Author's Notes: Goes AU from Harry's early years living with the Dursleys. Also, this was written prior to DH, but because the fic is eventually so AU, it's actually only noticeable in relation to Snape and Lily's backstory. If you can suspend disbelief long enough to just go with the fact that Snape in no way liked Lily Evans here, we're all good.
PART ONE – The Absence of Thought
He knew a little of the world outside, but only a very little. Only what the others in the house whispered about when they were close enough to his door that he could hear them, even though they tried to make sure he couldn't. They didn't want to give him ideas. Harry may not have known much, but he knew that. They'd drilled the fact that ideas were very bad things into his head as soon as he was old enough to understand, and then they'd hidden him away so that he'd never really have to worry about ideas anyway. How many things were there in a cupboard under the stairs that one could actually have ideas about?
There was dust. Harry knew that word because Petunia – ma'am, as he'd been forced to call her whenever she allowed him to actually directly address her, but he'd heard the man, Vernon, or sir, say her real name a enough times to know it – fought a constant and very loud battle against dust. She spoke of it in the same tone of voice that she spoke of him. That boy. Dust. These were words that were spat out as if they left a horrid taste in the mouth. Harry didn't think that words actually left a taste, but he couldn't be certain. He didn't often speak, so perhaps he'd just never had opportunity to say such distasteful things.
There were spiders. He quite liked the spiders. He liked watching them move about, bobbing and weaving about the cupboard as if it was the largest space the little creatures could possibly want or imagine. Harry, who could barely move a foot away from his mattress in any direction before he ran into a wall, knew that he could never experience such freedom for himself. Watching the spiders would have to be enough, he decided. "Those creepy-crawly spiders," as Vernon had once laughed heartily outside his door, "are the only friends you'll ever have, boy. Get used to it." That was how he had known what to call his little companions, though it had taken him a while longer to realise what the word 'friends' could possibly mean.
Harry couldn't really get 'ideas' about dust or spiders, or any of the other constants in the cupboard where he'd spent his childhood. He didn't even know what half of it was, for he only ever knew those rudimentary things Petunia had taught him when he was quite young so that he would understand her orders, as well as a few other things he'd picked up from listening in on the others' conversations.
His life was only what Petunia allowed him. It was the same every day. A routine, of sorts, had been put into place so that he didn't get used to having the freedom of movement that might bring about the dreaded 'ideas'. Wake up. Wait at the back of the cupboard for the door to open. Allow Petunia to place a slice or two of bread on the floor and lock the door once more. Eat the bread, heedless of the layer of dust that often acted as an unwanted spread. Wait for the door to open. Use the bathroom, while Petunia watched with her beady sort of eyes that sometimes made it hard to do what was expected of him, when Harry made the mistake of thinking too hard about it before he reminded himself that he was not to think. Allow himself to be escorted back to his cupboard. Lie staring at the ceiling and the spiders. Wait for the door to open once more, at which point in time he would receive what Petunia called leftovers in that hateful tone, as if they were a bad thing; Harry couldn't quite figure out why they might be, since they were actually much better than the plain bread he got. Eat the leftovers. Be accompanied to the bathroom again, and drink water out of the tap. Shower, if it happened to be one of the days he was allowed to. Then back to the cupboard to sleep, and have vague dreams of the next day being better that he never allowed himself to remember when he next woke the next day to the same routine.
He never in his waking hours spared enough consideration to any one thought to have ideas about changing the way of things. He stared at the cupboard door for hours every day, trying to shut his mind off against the thoughts of out there and locks. He somehow knew that if he thought too hard about it – if a stray notion popped into his head, even without him meaning it to – he would come up with a plan. He would attempt to make his life better. And if that happened, Petunia would somehow find out before he could put the plan into action, and he would be punished.

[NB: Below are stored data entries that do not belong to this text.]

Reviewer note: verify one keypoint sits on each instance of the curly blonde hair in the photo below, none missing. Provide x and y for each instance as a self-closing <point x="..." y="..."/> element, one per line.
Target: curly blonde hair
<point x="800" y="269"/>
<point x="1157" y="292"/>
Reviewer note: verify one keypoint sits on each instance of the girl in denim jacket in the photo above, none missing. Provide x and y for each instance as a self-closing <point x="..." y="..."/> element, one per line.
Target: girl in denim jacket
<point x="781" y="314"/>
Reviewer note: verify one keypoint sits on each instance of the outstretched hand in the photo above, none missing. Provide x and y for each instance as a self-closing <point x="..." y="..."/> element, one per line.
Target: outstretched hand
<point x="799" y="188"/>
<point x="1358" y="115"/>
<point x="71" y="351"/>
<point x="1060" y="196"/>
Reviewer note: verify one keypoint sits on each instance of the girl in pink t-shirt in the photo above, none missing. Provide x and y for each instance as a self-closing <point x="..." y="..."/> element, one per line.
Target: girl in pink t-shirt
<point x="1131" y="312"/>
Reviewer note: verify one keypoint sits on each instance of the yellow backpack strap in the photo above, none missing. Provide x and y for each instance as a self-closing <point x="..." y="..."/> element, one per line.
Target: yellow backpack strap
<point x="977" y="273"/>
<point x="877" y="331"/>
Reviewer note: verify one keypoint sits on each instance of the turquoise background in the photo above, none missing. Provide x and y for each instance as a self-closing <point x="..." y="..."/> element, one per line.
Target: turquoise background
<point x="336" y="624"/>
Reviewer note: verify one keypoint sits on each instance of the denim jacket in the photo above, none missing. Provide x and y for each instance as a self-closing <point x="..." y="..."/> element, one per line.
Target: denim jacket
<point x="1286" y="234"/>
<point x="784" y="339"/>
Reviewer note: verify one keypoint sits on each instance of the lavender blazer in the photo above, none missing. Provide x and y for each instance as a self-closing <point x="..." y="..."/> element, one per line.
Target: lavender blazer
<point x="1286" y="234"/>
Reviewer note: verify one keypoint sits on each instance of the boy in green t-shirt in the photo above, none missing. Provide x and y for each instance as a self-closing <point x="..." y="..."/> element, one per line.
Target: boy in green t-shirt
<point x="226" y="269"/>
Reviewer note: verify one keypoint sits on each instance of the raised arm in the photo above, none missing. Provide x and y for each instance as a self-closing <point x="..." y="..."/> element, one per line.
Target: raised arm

Punishment was the only thing that got him out of his cupboard that wasn't actually part of the routine, though at times in the past he'd been punished so often that it might as well have been. There was a time that he'd thought it might be worth it, just to see the outside, the house, for a little longer than normal. The sheer pain he'd suffered as a result of his intentional trouble-making at that time was enough to put a quick stop to that. That had been the last plan he'd ever allowed himself to come up with and actually execute, though somehow they still cropped up into his consciousness every once in a while. He couldn't stop it, as much as he would have liked to.
At least his ideas had never led to 'freaky things' happening, as he'd once heard Petunia breathe a sigh of relief over. He didn't like to think of the level of punishment Vernon would have inflicted upon him had that been the case.